2.      Cover of FrederickFrederick by Leo Lionni; Dragonfly Books

I love all Leo Lionni’s work but especially this timeless fable about the great importance of those who – while seeming idle – are closely observing the world, then giving it back to us as poetry

3.      The Red Shoe by Ursula Dubosarsky; Allen & Unwin

I admire Dubosarsky’s work enormously. This is an eerie modern fairytale in which a family three sisters watch – and often misinterpret – the strange goings-on between the important adults in their life. Viewed through the eyes of six year old Matilda, this haunting story reminds us how very differently the young see the world unfolding around them.

4.     Cover of The one and only Ivan The One and Only Ivan by Katherine Applegate; HarperCollins

A life-changing book: Ivan, a silverback gorilla, narrates the story of his captivity and work in a circus mall; with tender voice and images of great beauty, he helps the reader to understand properly the nobility of all living creatures, and the urgent need for kindness to the most vulnerable.

5.      The other side of silence by Margaret Mahy; HarperCollins

I think this is the greatest of Mahy’s many splendid novels. Using the elements of a lesser known Grimm tale, ‘Jorinda and Jorindel’ – thick forest, old castle, shape-changing witch, innocent maiden, adventurous young man, captive birds – Mahy weaves a profound and moving – and thoroughly contemporary – story about the riddle of parenting, the manipulation of children, the vanity attendant on talent, the complex responsibilities of the writer, the frailties and possibilities inherent in being human. Somewhere in the RNZ archive there is a most wonderful audio of Bronwyn Bradley reading the book aloud.
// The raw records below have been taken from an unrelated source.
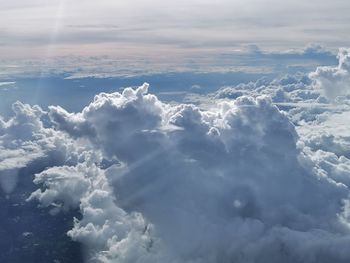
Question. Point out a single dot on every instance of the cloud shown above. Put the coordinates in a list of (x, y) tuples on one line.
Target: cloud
[(174, 183), (334, 81)]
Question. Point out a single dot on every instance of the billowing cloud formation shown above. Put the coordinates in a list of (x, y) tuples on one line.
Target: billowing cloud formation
[(334, 81), (156, 182)]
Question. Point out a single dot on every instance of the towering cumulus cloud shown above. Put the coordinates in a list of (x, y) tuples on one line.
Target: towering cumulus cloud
[(335, 81), (158, 183)]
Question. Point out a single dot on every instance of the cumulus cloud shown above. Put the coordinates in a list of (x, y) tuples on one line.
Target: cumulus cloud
[(175, 183), (334, 81)]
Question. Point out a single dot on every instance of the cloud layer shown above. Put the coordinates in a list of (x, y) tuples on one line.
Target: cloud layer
[(241, 181)]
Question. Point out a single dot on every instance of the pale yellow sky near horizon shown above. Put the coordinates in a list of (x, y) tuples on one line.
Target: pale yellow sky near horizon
[(148, 28)]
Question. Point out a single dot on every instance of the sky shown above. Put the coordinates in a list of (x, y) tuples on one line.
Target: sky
[(153, 131), (151, 28)]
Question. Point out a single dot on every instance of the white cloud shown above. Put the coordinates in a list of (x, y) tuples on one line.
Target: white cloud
[(334, 81), (181, 184)]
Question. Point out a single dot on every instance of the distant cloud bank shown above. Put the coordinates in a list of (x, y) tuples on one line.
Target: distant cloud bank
[(239, 181)]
What do you love most about the world of children’s literature?

I greatly value a body of literature that has the young eye at the heart of its story telling and exploration of language. It is so good to be reminded again and again (as an adult) what it is like to be new to the world, to be decoding everything around you in order to understand what it is to be human. I deeply appreciate, too, that the very best of children’s writers deepen and expand the form in which they work, offering subtle, nuanced, complex literature to young readers, a literature where story, character, language and moral complexity is rendered as artfully as in any literary form. Many people immersed in the world of children’s literature – writers, critics, academics, readers – have an acute recall of what it is like to be a child. It is not that they are arrested developmentally, more that this part of life is still very present to them, so that their young eye is still working to a high level. I really like meeting people like that!

What you believe is the most important thing that adults can do to encourage children to read?

I think reading oneself – ie, modeling reading to the ever-alert child - is a fundamental requirement. You are demonstrating to children that a fully rounded life includes an sustained reading life.

I think reading aloud to children as far into their school years as possible is very important too. It can tide them over their own reading humps or resistances and bring them to more and more sophisticated story.

Thirdly, ensuring that the local library is a regular and enjoyable part of a child’s life – allowing them to feel that the library is a second home - an astonishing resource in their lives, allowing them to experience the unhurried pleasure of browsing and taking risks with books, allowing them to make friends with librarians. It’s good to own books, of course (if you are able) – particularly for re-reading which I think is an important part of a reading life. But the library’s resources are deeper and more vast than any bookshop’s so it’s an even more important place for the reading life.

Lastly, I would suggest that we need to listen to what our children’s reading interests really are – and validate them, while continuing to provide a range of possibilities. A Lego instruction sheet is a reading experience. A picture book is always a good thing no matter your age. And there’s always room for airheaded series books, too. A thorough reading life for a child will always have dross as well as pearls.